Mais qui voudrait d’un produit, moins « durable », moins goûteux et beaucoup plus onéreux, alors que
vous pourriez l’avoir gratuitement dans votre cuisine? L’eau embouteillée coûte environ 2 000 fois plus
cher que l’eau du robinet. Vous imaginez vous payer 2 000 fois le prix de n’importe quel autre produit? Un
petit sandwich à 10 000 $ peut-être?
La population des États-Unis achète hebdomadairement plus d’un demi-milliard de bouteilles d’eau. On
pourrait faire de 5 à 6 fois le tour de la planète avec ces bouteilles… Et pourquoi? Afin de bien
comprendre, il faut bien expliquer comment notre économie « matérielle » fonctionne et qu’il s’agit de la
force motrice de la demande « préfabriquée ».
Afin de faciliter la croissance des compagnies, il faut toujours vendre plus. Dans les années soixante-dix,
les géants de la boisson gazeuse ont vu avec effroi les projections de vente stagner. Il y a tout de même
#24547 / ÉL/lg
une limite à ce que chaque personne peut ingérer comme boisson gazeuse. De plus, les gens allaient très
certainement réaliser sous peu qu’il n’est pas « santé » de ce faire et auraient recommencé à boire l’eau
du robinet…
Alors, ils eurent une idée de fou, la commercialisation d’un produit aussi bizarre que l’accoutrement de
certains yuppies. « L’eau est gratuite », disaient les gens à ce moment. « Que vont-ils essayer de nous
vendre d’autre, l’air? »
Alors, comment faire pour que les gens achètent ce produit marginal? C’est simple, vous créez la
demande. Et comment? Et bien, imaginez que vous êtes à la tête d’une compagnie d’eau embouteillée.
Puisque les gens ne font pas la file afin d’échanger cet argent si chèrement gagné contre des produits non
nécessaires, vous vous assurez qu’ils aient peur et qu’ils soient déstabilisés s’ils ne le sont pas. Et c’est ce
que l’industrie de l’eau embouteillée a fait. Leur premier stratagème fut d’apeurer les gens par rapport à
l’eau du robinet avec des campagnes publicitaires comme celle de Fiji vs l’eau de Cleveland.

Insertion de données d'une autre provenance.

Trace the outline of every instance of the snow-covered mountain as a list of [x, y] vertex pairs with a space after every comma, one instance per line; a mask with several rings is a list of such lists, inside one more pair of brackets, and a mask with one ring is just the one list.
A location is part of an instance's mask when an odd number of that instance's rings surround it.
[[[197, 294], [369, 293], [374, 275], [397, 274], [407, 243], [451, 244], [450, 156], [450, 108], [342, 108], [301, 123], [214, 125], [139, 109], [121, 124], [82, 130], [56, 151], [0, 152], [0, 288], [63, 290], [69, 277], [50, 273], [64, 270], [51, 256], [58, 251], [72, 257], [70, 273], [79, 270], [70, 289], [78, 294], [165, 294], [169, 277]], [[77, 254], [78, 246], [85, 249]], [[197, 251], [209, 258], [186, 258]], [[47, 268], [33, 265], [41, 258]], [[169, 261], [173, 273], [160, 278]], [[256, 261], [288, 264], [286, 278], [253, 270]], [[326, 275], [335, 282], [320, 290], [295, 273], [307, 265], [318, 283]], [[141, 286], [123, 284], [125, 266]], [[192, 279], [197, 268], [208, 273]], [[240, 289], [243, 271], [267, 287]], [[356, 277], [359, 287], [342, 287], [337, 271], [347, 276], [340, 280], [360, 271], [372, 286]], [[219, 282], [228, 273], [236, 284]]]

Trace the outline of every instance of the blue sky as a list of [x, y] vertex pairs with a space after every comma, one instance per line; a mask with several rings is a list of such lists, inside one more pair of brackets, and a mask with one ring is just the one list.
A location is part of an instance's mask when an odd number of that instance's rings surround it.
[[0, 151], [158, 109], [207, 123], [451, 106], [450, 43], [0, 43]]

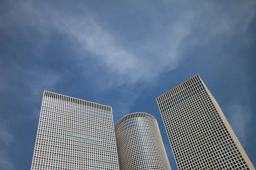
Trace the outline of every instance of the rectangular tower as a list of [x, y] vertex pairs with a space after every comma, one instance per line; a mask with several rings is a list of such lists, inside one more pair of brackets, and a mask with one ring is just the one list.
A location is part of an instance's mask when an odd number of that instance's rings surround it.
[[255, 170], [198, 75], [157, 100], [179, 170]]
[[118, 170], [111, 108], [44, 91], [31, 170]]

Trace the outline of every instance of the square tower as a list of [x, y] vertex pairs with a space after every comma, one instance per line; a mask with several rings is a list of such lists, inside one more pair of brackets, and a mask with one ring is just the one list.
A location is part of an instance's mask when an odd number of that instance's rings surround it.
[[198, 75], [157, 101], [179, 170], [255, 170]]
[[111, 108], [44, 91], [31, 170], [118, 170]]

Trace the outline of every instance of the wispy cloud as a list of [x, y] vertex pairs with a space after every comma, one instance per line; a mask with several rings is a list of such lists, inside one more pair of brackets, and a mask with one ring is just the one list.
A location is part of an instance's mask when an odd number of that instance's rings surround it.
[[14, 166], [6, 154], [9, 145], [13, 142], [14, 136], [8, 129], [7, 122], [2, 120], [0, 122], [0, 169], [12, 170]]
[[228, 112], [229, 123], [244, 147], [248, 142], [248, 135], [252, 133], [248, 125], [253, 115], [247, 109], [240, 105], [230, 106]]
[[[76, 70], [74, 74], [77, 74], [72, 76], [77, 76], [81, 85], [92, 84], [95, 88], [90, 92], [111, 105], [121, 117], [129, 113], [142, 90], [155, 85], [163, 73], [173, 71], [192, 57], [184, 55], [187, 48], [210, 46], [209, 52], [214, 53], [216, 47], [230, 43], [234, 35], [242, 37], [236, 46], [252, 42], [248, 28], [255, 17], [254, 0], [200, 0], [196, 4], [188, 0], [123, 3], [94, 9], [97, 13], [88, 9], [89, 6], [82, 1], [4, 1], [0, 7], [0, 31], [21, 42], [5, 44], [12, 52], [1, 54], [1, 95], [19, 94], [30, 99], [25, 101], [33, 102], [31, 99], [38, 99], [43, 90], [55, 91], [69, 81], [65, 74], [71, 69], [70, 64], [75, 65], [72, 68]], [[108, 10], [115, 15], [105, 17], [103, 12]], [[72, 51], [72, 55], [46, 54], [46, 49], [54, 45], [51, 39], [56, 34], [70, 45], [61, 50]], [[29, 45], [19, 48], [23, 43]], [[49, 67], [33, 63], [35, 58]], [[65, 73], [55, 69], [61, 60], [68, 62], [64, 67]], [[117, 94], [112, 101], [106, 97], [108, 91]], [[242, 136], [248, 120], [240, 122], [239, 118], [244, 117], [240, 113], [244, 112], [240, 107], [232, 109], [241, 111], [234, 111], [236, 116], [231, 124], [238, 122], [241, 129], [238, 136]], [[31, 115], [37, 110], [32, 109]], [[6, 159], [1, 159], [2, 164], [9, 166]]]

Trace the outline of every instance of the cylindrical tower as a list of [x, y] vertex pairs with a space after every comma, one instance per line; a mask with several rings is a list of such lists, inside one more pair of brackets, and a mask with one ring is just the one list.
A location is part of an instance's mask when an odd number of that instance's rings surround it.
[[145, 113], [121, 118], [115, 127], [120, 170], [171, 170], [157, 120]]

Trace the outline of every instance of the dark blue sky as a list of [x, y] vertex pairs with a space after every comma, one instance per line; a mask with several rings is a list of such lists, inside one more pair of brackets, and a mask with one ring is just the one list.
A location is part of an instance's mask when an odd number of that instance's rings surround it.
[[[224, 2], [223, 2], [224, 1]], [[158, 121], [156, 98], [196, 74], [256, 166], [255, 0], [0, 3], [0, 170], [29, 169], [44, 90]]]

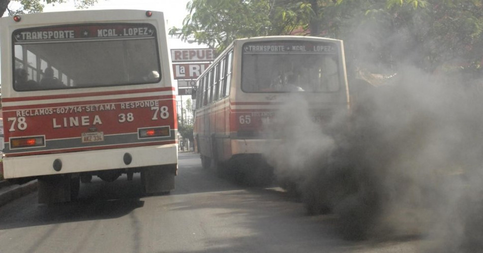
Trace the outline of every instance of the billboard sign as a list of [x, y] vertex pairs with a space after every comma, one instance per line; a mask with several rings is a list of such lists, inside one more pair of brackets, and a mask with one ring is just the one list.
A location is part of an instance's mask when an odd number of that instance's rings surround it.
[[171, 49], [171, 61], [173, 62], [213, 61], [215, 50], [209, 48]]
[[195, 80], [178, 80], [178, 88], [191, 88], [196, 85]]
[[208, 63], [173, 64], [175, 79], [196, 79], [208, 68]]

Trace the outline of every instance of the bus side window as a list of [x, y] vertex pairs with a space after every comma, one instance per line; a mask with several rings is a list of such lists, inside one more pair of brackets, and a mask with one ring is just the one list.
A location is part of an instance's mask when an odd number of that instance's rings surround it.
[[202, 87], [201, 87], [201, 81], [203, 80], [202, 77], [200, 77], [198, 79], [198, 83], [197, 84], [197, 91], [196, 91], [196, 109], [200, 108], [200, 106], [202, 104], [201, 100], [203, 100], [203, 90], [201, 89]]
[[226, 80], [225, 76], [225, 58], [223, 58], [220, 61], [220, 89], [218, 90], [218, 99], [221, 99], [223, 98], [223, 91], [225, 90], [225, 80]]
[[225, 86], [225, 96], [230, 94], [230, 85], [231, 82], [231, 71], [232, 65], [233, 62], [233, 51], [228, 53], [228, 56], [226, 58], [226, 85]]
[[210, 70], [209, 72], [208, 73], [208, 86], [209, 87], [209, 90], [208, 92], [209, 94], [208, 94], [209, 96], [209, 99], [208, 100], [208, 103], [210, 103], [213, 102], [213, 69], [212, 69]]
[[208, 91], [207, 82], [206, 80], [208, 78], [208, 74], [203, 78], [203, 105], [205, 106], [208, 104]]

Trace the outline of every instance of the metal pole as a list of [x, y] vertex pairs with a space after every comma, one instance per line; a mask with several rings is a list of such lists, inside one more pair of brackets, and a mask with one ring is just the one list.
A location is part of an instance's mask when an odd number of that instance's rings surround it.
[[181, 97], [181, 126], [184, 126], [184, 119], [183, 118], [183, 98]]

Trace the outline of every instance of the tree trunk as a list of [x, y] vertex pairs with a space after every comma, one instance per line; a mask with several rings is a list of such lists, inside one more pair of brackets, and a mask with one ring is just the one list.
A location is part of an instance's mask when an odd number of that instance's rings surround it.
[[3, 17], [10, 3], [10, 0], [0, 0], [0, 17]]
[[310, 0], [310, 5], [312, 6], [312, 10], [314, 11], [315, 17], [310, 19], [309, 24], [309, 29], [310, 30], [310, 35], [311, 36], [318, 36], [320, 32], [319, 27], [320, 24], [319, 23], [319, 6], [317, 3], [317, 0]]

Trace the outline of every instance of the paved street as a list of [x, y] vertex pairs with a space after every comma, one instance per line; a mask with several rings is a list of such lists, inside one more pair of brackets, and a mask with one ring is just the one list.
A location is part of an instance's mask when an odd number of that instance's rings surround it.
[[0, 207], [0, 252], [415, 252], [412, 238], [350, 242], [333, 215], [308, 216], [280, 188], [248, 188], [179, 154], [175, 191], [143, 197], [139, 175], [82, 184], [47, 206], [34, 193]]

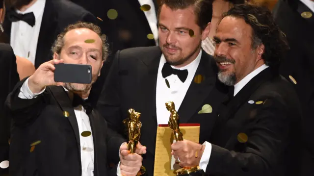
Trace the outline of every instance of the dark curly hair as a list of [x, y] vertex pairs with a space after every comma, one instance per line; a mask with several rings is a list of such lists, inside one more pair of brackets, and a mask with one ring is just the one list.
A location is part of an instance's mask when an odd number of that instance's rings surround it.
[[252, 48], [262, 44], [265, 46], [262, 58], [266, 65], [278, 68], [288, 49], [286, 35], [275, 23], [271, 13], [265, 7], [254, 4], [235, 5], [223, 15], [243, 19], [252, 29]]

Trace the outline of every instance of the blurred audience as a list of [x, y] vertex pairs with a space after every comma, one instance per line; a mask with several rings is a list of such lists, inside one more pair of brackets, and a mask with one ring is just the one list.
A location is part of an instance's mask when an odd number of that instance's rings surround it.
[[305, 147], [302, 173], [314, 174], [314, 1], [280, 0], [274, 8], [276, 22], [287, 35], [290, 50], [283, 61], [281, 74], [294, 83], [303, 113]]
[[78, 21], [96, 21], [91, 13], [67, 0], [6, 0], [4, 32], [16, 55], [36, 68], [52, 59], [52, 45], [65, 26]]

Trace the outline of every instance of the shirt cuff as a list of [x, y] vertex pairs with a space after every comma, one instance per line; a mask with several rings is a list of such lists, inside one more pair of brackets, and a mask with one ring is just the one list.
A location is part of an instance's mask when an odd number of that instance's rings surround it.
[[120, 169], [120, 161], [118, 164], [118, 167], [117, 168], [117, 176], [122, 176], [122, 175], [121, 174], [121, 170]]
[[31, 91], [29, 89], [29, 87], [28, 87], [28, 79], [29, 78], [27, 78], [25, 82], [23, 83], [21, 89], [20, 89], [20, 93], [19, 93], [19, 98], [22, 99], [32, 99], [36, 98], [37, 96], [44, 92], [46, 90], [46, 87], [45, 87], [43, 90], [40, 91], [40, 92], [34, 94], [31, 92]]
[[204, 172], [206, 171], [207, 165], [209, 162], [209, 158], [210, 157], [210, 154], [211, 153], [211, 144], [207, 141], [205, 141], [203, 144], [205, 146], [205, 149], [203, 152], [202, 157], [201, 157], [201, 161], [200, 161], [200, 168], [202, 169]]

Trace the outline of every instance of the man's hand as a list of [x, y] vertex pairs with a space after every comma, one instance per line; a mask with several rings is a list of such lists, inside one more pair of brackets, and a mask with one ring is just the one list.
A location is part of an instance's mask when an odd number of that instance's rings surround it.
[[195, 167], [200, 164], [205, 148], [200, 144], [184, 140], [171, 145], [171, 154], [177, 160], [181, 161], [179, 163], [180, 166]]
[[63, 83], [54, 81], [54, 73], [55, 69], [54, 65], [63, 62], [62, 59], [54, 59], [41, 64], [29, 78], [28, 87], [30, 91], [36, 94], [40, 92], [48, 86], [63, 85]]
[[126, 176], [135, 176], [142, 166], [143, 158], [140, 155], [146, 153], [146, 147], [138, 142], [135, 153], [130, 153], [128, 151], [127, 143], [120, 148], [120, 168], [121, 174]]

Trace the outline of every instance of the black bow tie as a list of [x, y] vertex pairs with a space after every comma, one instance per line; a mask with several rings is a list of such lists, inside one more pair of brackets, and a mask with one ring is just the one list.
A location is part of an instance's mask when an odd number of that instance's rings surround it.
[[164, 78], [171, 75], [176, 75], [182, 82], [184, 82], [187, 77], [188, 72], [186, 69], [180, 70], [173, 69], [168, 62], [166, 62], [162, 67], [161, 74]]
[[9, 21], [11, 22], [23, 21], [27, 23], [32, 27], [35, 25], [35, 16], [33, 12], [27, 13], [25, 14], [21, 14], [17, 13], [14, 9], [11, 9], [8, 11], [6, 15], [8, 16]]
[[73, 107], [76, 107], [81, 105], [86, 110], [86, 113], [88, 115], [92, 112], [93, 108], [92, 105], [88, 100], [83, 100], [80, 97], [74, 94], [72, 105]]

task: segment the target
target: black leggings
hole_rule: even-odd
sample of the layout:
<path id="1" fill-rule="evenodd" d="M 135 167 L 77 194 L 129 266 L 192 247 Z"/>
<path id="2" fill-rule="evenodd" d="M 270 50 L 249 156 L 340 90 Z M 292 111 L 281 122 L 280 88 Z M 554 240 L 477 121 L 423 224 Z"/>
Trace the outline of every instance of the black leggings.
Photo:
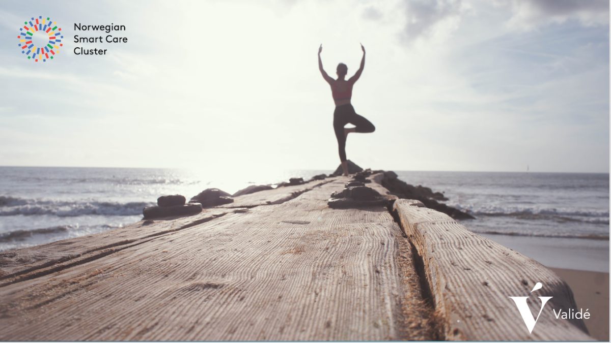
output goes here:
<path id="1" fill-rule="evenodd" d="M 356 131 L 366 133 L 373 132 L 376 127 L 371 122 L 364 117 L 356 114 L 354 108 L 350 104 L 340 105 L 335 107 L 333 112 L 333 128 L 335 131 L 335 137 L 337 139 L 337 146 L 340 151 L 340 161 L 346 161 L 346 135 L 344 134 L 344 126 L 349 123 L 356 126 Z"/>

« Quand nous aurons terminé… », dit l’un des gestionnaires de la compagnie, « … l’eau du robinet sera
reléguée aux douches et à la vaisselle… ».
Par la suite, vous cachez la réalité de votre produit derrière l’image du merveilleux. Avez-vous déjà
remarqué comment l’eau embouteillée essaie de nous séduire avec des photos de sources montagneuses
et de nature vierge? Mais savez-vous d’où provient le tiers de toute l’eau embouteillée aux États-Unis? Du
robinet! Aquafina de Pepsi et Dasani de Coke sont deux marques parmi tant d’autres qui sont en réalité de
l’eau filtrée du robinet.
Mais la notion de « nature vierge » va beaucoup plus loin. Dans une page complète de publicité, Nestlé
dit : « L’eau embouteillée est le produit le plus environnementalement responsable de la planète ».
Quoi?
Elles polluent l’environnement tout au long de la durée de vie de ce produit. Comment est-ce
environnementalement responsable?
L’origine du problème se situe au niveau de l’extraction et de la production de l’huile utilisée afin d’usiner
les bouteilles. Chaque année, la production de ces bouteilles aux États-Unis nécessite autant de pétrole et
d’énergie qu’un million de voitures.
Toute cette énergie dépensée pour la production de bouteilles et pour l’acheminer aux quatre coins de la
planète et nous la buvons en deux minutes. Ça nous amène à l’autre extrémité du cycle de vie de ce
gigantesque problème, l’élimination.
Qu’arrive-t-il avec toutes ces bouteilles après consommation? 80 % (NDLR 47 % au Québec) échouent au
dépotoir, où elles demeureront pour quelques milliers d’années… ou à l’incinérateur où elles seront brûlées
en relâchant cette pollution toxique. Les autres vont au recyclage.
J’étais curieuse de voir où atterrissent les bouteilles de plastique que nous mettons au bac de recyclage.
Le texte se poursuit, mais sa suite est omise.